Artistas

Amanda Melo

Para tomar emprestado o título do romance de 2001 de Don DeLilo, podemos dizer que Amanda Melo é uma “artista do corpo”. Isso não quer dizer que ela seja uma artista performática, simplesmente. Emergindo na jovem cena artística recifense – ao lado de pares cuja produção
este ciclo de exposições vem evidenciar – seu trabalho se destacou pela reflexão acerca da utilização do corpo na arte contemporãnea, em
meios variados como o vídeo, o desenho, a fotografia e por que não, a performance.
Outros Sambas reúne seus projetos recentes, além de peças criadas especialmente para a mostra, revelando a variedade de suportes com que Amanda trabalha. Em grande parte das obras, encontramos o desejo de transformação do corpo, ou o desejo de alteração do objeto de arte por impulsos corporais: como se a obra fosse analogia do corpo – assim como o corpo é, não raro, duplo e análogo à obra. Assim, sua produção se inscreve em uma vasta e nobre tradição da história da arte: da escultura grega à bodyart, passando pela pintura de costumes francesa e pelo imaginário surrealista. Tremores, ataduras, fisiculturismo, choque elétrico são muitas vezes, processos reapropriados e ressignificados em sua pesquisa.
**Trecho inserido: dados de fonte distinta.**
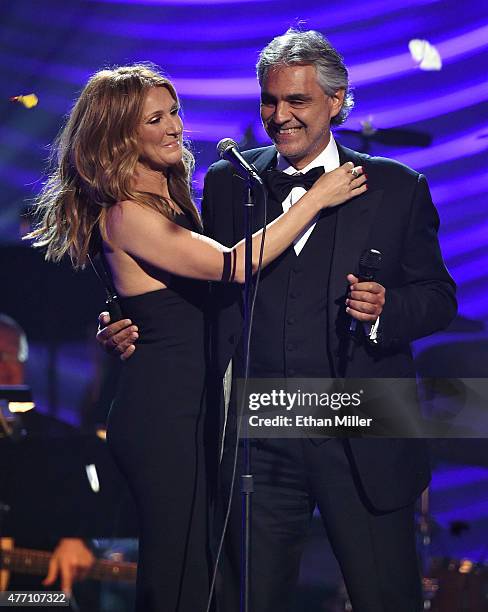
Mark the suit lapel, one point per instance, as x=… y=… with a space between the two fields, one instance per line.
x=354 y=222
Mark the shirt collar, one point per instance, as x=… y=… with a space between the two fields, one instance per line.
x=328 y=159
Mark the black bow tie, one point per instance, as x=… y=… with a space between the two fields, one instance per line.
x=280 y=184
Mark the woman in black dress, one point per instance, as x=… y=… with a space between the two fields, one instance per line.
x=122 y=186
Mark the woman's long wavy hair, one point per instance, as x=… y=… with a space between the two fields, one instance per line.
x=95 y=157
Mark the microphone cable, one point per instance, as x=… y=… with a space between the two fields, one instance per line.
x=240 y=413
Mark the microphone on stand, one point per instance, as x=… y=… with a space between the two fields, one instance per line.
x=369 y=264
x=229 y=150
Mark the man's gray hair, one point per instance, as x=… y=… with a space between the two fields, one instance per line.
x=309 y=48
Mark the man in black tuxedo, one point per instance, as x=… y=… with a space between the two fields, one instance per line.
x=365 y=489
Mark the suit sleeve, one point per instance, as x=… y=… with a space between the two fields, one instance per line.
x=425 y=302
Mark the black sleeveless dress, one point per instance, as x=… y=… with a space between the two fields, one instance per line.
x=156 y=433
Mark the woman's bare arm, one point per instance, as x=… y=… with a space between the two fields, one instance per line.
x=150 y=237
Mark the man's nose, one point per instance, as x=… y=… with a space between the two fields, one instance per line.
x=282 y=113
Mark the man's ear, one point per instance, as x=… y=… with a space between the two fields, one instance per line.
x=337 y=100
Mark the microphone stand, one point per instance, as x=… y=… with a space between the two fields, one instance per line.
x=247 y=483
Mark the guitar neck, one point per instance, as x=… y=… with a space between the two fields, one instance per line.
x=36 y=562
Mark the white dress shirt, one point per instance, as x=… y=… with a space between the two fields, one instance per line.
x=328 y=160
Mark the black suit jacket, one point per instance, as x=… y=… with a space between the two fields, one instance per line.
x=396 y=216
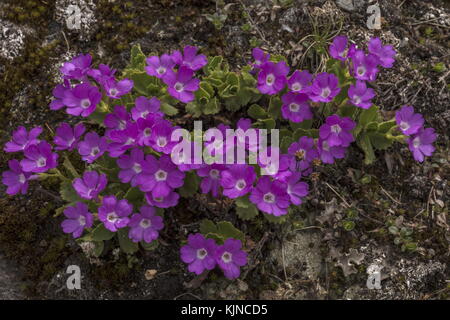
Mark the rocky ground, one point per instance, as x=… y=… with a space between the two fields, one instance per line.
x=314 y=256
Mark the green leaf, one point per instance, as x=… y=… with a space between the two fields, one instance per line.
x=137 y=60
x=190 y=186
x=247 y=213
x=194 y=109
x=100 y=233
x=168 y=109
x=379 y=141
x=98 y=249
x=384 y=127
x=68 y=193
x=212 y=107
x=207 y=226
x=141 y=82
x=125 y=242
x=227 y=230
x=256 y=112
x=286 y=143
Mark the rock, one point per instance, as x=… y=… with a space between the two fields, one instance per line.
x=11 y=40
x=9 y=281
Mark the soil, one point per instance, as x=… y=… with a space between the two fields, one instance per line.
x=312 y=256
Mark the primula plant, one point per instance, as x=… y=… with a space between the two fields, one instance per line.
x=125 y=138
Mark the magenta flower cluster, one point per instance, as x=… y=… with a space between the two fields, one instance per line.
x=205 y=254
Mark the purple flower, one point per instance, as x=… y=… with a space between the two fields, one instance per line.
x=199 y=253
x=15 y=178
x=158 y=67
x=82 y=100
x=21 y=139
x=360 y=95
x=407 y=121
x=327 y=153
x=336 y=131
x=116 y=89
x=145 y=226
x=161 y=137
x=272 y=77
x=131 y=166
x=90 y=185
x=278 y=171
x=144 y=107
x=102 y=73
x=160 y=177
x=260 y=57
x=237 y=180
x=171 y=200
x=296 y=189
x=421 y=144
x=123 y=140
x=296 y=107
x=77 y=68
x=92 y=147
x=324 y=88
x=385 y=54
x=189 y=59
x=114 y=213
x=78 y=219
x=299 y=81
x=270 y=196
x=338 y=48
x=39 y=158
x=304 y=152
x=364 y=66
x=230 y=257
x=117 y=120
x=59 y=93
x=211 y=178
x=66 y=137
x=181 y=84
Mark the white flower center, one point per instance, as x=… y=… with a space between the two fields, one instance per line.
x=404 y=125
x=270 y=79
x=161 y=175
x=112 y=217
x=214 y=173
x=95 y=151
x=41 y=162
x=137 y=167
x=226 y=257
x=85 y=103
x=201 y=254
x=147 y=132
x=82 y=220
x=22 y=178
x=325 y=92
x=336 y=128
x=145 y=223
x=161 y=70
x=294 y=107
x=162 y=141
x=296 y=86
x=361 y=70
x=241 y=184
x=113 y=92
x=269 y=197
x=179 y=87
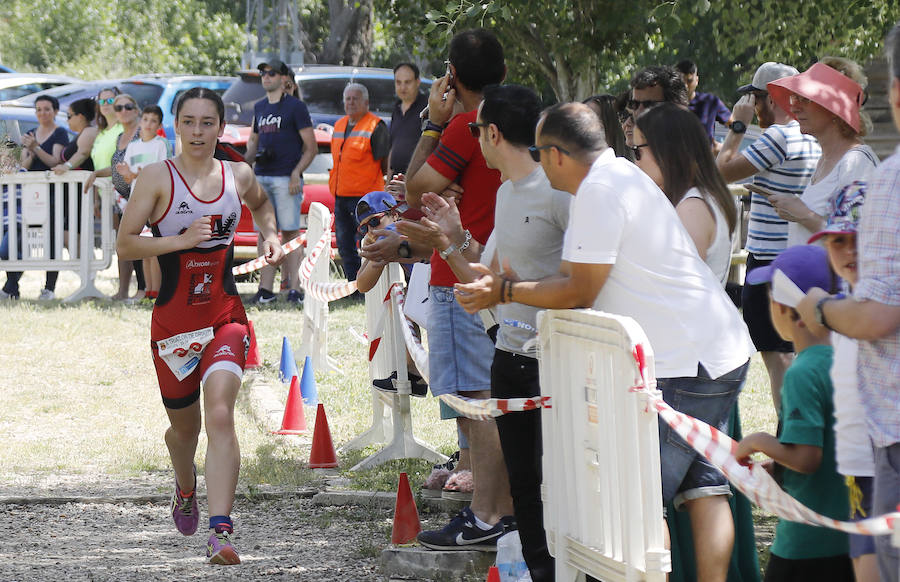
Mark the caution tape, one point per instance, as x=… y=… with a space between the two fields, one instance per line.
x=260 y=262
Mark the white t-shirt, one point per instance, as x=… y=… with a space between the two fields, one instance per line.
x=620 y=217
x=140 y=153
x=856 y=164
x=853 y=448
x=718 y=255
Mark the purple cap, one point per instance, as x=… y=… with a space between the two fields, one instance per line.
x=845 y=211
x=806 y=266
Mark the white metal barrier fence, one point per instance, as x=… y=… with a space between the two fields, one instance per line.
x=602 y=491
x=46 y=238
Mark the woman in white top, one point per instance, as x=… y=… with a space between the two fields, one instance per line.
x=672 y=148
x=826 y=100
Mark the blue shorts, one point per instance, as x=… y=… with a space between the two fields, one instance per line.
x=687 y=475
x=287 y=205
x=459 y=350
x=860 y=545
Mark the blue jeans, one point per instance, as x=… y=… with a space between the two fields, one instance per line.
x=686 y=474
x=345 y=225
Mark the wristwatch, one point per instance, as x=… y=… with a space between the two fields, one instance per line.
x=738 y=126
x=448 y=251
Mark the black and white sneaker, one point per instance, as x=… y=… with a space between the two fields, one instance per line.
x=419 y=386
x=462 y=533
x=262 y=297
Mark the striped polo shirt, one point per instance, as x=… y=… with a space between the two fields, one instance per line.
x=786 y=160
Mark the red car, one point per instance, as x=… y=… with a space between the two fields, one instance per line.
x=232 y=146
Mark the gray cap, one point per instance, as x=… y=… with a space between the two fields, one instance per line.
x=766 y=73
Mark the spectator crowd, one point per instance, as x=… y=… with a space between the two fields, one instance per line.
x=621 y=204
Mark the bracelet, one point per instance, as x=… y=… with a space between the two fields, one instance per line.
x=468 y=241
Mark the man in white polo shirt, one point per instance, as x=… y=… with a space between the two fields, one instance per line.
x=626 y=252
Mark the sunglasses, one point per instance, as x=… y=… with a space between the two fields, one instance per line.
x=475 y=128
x=370 y=224
x=536 y=151
x=635 y=104
x=637 y=151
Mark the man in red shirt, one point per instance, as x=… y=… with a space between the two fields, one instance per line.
x=448 y=159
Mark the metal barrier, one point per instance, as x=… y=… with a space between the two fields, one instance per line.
x=391 y=414
x=41 y=241
x=602 y=490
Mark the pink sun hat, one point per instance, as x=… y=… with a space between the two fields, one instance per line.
x=823 y=86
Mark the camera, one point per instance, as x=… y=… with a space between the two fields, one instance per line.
x=264 y=156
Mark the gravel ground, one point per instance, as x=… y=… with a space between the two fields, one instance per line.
x=280 y=538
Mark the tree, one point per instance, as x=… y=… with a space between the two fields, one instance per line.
x=350 y=41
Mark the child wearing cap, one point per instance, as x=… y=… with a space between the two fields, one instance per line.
x=378 y=210
x=805 y=445
x=855 y=459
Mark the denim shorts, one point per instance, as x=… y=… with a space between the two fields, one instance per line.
x=686 y=474
x=287 y=205
x=459 y=350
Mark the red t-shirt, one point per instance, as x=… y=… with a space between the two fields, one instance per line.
x=458 y=158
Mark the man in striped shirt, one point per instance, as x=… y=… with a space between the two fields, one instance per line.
x=781 y=161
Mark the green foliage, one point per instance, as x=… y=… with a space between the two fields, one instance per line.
x=103 y=38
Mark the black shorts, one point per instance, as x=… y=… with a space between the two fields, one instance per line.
x=755 y=306
x=830 y=569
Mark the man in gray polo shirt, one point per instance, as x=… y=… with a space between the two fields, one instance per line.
x=529 y=225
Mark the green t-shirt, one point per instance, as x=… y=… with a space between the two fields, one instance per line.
x=807 y=416
x=105 y=146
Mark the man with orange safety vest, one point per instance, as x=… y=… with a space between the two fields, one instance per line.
x=360 y=146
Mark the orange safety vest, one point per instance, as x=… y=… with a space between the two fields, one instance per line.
x=355 y=171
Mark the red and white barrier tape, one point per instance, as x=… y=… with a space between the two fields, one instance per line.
x=260 y=262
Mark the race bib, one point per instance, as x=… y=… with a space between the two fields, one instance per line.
x=182 y=352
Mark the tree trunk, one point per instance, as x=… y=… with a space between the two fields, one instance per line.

Em tempos em que o questionamento dos limites do sujeito na sociedade são tão recorrentes, Amanda Melo apresenta a possibilidade do corpo da artista como lugar de experimentação e de liberdade.
Rodrigo Moura ( curador).

Amanda Melo nasceu em São Lourenço da Mata, Pernambuco, em 1978. É graduada no curso de Educação Artística da Universidade Federal de Pernambuco. Destacam-se suas exposições individuais na FUDAJ (PE) em 2002 e em 2005, da mesma instituição. Em 2007 realiza individual no instituto Banco Real. Entre as exposições coletivas destaca-se o Projeto Rumos de Artes Visuais edição 2005/2006. Neste mesmo ano, recebe o prêmio Projéteis de arte contemporânea e em 2008 recebe prêmio do programa Bolsa Pampulha (MG). Em 2009 é premiada no 47o Salão de Artes de Pernambuco. Em 2010, participa do programa expositivo do CCSP. Em 2011, realiza individuais Água Viva no centro Cultural Banco do Nordeste(CE). No mesmo ano, participa do 32 Panorama da Arte Brasileira e da exposição “Os Primeiros Dez Anos” do Instituto Tomie Ohtake em São Paulo. Em 2012 destacam-se a exposição Novas Aquisições do MAM do Rio e Metrô de Superfície no Paço das Artes(SP). Em 2013 participa do 33 Panorama da Arte Brasileira. Em 2014 participa da exposição Duplo Olhar no Paço das Artes e Valsas na Galeria Amparo 60. Em 2015 participa de residência artística na Sanskriti Foundation a convite do Itamaraty. Em 2016 participa de exposição coletiva no Getty Center. Em 2019 participa da Bienal do Barro em Caruaru e de residência artística no projeto Rizoma da galeria Andrea Rehder, no mesmo ano, participa da Bienal de Curitiba, polo Florianópolis, com uma individual no Coletivo Elza.